Every year, the medical examiners of Florida issue a report on the drugs found in the bodies of people who died in this state. They also delineate which people died with one or more drugs being the causative factor. This report has just been released for their 2013 deaths and it both interesting and revealing.
In the first six months of 2013, there were more than 94,000 deaths of any kind. Medical examiners determined that drugs were present in 4,159 cases. These deaths were tested for a long list of frequently-abused drugs including amphetamines; anti-anxiety drugs like Valium and Xanax; alcohol, prescription or illicit opiates like OxyContin, Vicodin, methadone, morphine and heroin; bath salts; and of course, marijuana.
Here’s the astonishing fact about the results of these tests. Of those people who had a drug in their systems when they died:
93.5% of them had more than one drug present.
This points out the enormous predominance of polydrug abuse. In other words, a person drinks and uses cocaine. Or he abuses painkillers or heroin along with an anti-anxiety drug like Valium. Or marijuana is mixed with alcohol, LSD or a party drug.
Here’s another important thing to know about these deaths. Opiates are particularly likely to cause death. This report noted the presence of these opiates and opoids (synthetic opiates):
- heroin
- methadone
- fentanyl
- morphine
- oxycodone
When these drugs were present, they were identified as THE drug that caused the person’s death in better than 50% of those cases.
In fact, when a person had any heroin in his body, it caused his death in 97% of the cases. When methadone was present, it was the causative factor in a person’s death 68% of the time. This tells you how dangerous these opiates and opioids are. They are notorious for slowing a person’s breathing down. A little too much of the drug and a person stops breathing.

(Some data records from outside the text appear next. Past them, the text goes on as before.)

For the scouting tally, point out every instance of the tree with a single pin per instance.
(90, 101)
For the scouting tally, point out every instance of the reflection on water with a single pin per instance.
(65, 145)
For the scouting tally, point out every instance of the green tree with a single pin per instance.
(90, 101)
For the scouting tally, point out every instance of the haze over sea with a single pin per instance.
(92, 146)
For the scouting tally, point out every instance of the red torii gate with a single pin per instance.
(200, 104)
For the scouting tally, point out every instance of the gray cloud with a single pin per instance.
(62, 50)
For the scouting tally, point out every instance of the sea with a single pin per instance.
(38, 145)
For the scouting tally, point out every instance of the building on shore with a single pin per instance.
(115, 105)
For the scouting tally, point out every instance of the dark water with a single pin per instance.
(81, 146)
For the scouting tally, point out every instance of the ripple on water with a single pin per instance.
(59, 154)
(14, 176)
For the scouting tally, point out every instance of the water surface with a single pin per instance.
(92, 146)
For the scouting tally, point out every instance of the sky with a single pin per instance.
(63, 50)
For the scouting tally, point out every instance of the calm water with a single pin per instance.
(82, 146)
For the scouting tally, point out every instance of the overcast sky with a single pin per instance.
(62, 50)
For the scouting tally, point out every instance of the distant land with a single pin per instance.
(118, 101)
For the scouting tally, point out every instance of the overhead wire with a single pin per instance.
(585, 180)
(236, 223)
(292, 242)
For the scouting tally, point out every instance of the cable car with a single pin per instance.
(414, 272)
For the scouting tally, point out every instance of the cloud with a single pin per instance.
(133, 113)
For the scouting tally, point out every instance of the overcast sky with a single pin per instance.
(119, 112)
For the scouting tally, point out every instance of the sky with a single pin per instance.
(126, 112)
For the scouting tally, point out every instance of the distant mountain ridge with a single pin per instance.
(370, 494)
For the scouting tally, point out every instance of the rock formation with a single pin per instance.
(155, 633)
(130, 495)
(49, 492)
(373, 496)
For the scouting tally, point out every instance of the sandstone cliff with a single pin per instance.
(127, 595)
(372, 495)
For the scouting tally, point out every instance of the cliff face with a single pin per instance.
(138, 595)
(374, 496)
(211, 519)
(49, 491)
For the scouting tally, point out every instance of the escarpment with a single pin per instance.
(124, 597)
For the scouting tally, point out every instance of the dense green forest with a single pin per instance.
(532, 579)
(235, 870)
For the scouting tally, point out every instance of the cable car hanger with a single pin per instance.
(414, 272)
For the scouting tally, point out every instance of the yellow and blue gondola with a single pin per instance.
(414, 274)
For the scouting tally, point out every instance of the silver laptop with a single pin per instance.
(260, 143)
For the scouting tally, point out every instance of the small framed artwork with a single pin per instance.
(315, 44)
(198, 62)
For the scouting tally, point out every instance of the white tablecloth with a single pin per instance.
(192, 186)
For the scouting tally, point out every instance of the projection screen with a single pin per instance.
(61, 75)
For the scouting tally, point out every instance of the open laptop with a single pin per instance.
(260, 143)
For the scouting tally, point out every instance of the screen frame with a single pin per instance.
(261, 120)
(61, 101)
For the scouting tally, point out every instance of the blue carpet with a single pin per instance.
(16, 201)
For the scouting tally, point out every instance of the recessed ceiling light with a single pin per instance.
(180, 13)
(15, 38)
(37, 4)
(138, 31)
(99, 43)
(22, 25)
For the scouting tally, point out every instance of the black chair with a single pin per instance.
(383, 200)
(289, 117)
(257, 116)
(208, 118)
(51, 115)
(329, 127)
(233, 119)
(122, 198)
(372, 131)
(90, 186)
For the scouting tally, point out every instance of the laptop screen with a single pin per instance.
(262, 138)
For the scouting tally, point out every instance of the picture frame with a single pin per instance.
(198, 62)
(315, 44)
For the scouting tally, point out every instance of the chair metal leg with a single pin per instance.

It is common for people to mix opiates and benzodiazepines – the anti-anxiety drugs. But both these classes of drugs slow down the breathing, as does alcohol. So you can see that the danger of mixing two or more drugs that slow the breathing is quite intense. It’s not unusual for a person at a party to be drinking and then be offered some pills. When he takes a benzo with an opiate and he already has alcohol circulating in his body, he’s lucky if he wakes up in the morning.
Here’s another aspect to these deaths. When a person uses drugs, he (or she) is less aware. This means he is more likely to have an accident or take more of a drug than he realizes or run into some other problem that kills him. He could be assaulted and be unable to protect himself or he could have a traffic accident. It’s not uncommon for people who are drunk to drown when they fall into a lake, canal or other body of water.
One of the most tragic things about these deaths is that they are preventable in most cases. I look at the 668 people who died with cocaine in their systems. For 291 of them, cocaine was the thing that killed them. Cocaine and other stimulants like methamphetamine are terribly hard on the heart and the arteries. The heart gets to pumping so hard and the arteries tighten up at the same time, sending one’s blood pressure through the roof. An artery can split, there can be a heart attack or a stroke.
In the great majority of these cases, these people didn’t intend to die, they just wanted to have a good time or escape their concerns. (There were some who were suicides.) Probably many were addicted and so had lost the power of choice over whether they used these drugs or didn’t.
It is our wish that people would find ways to have a good time that did not cause them to die or become addicted. There really are better ways to enjoy oneself.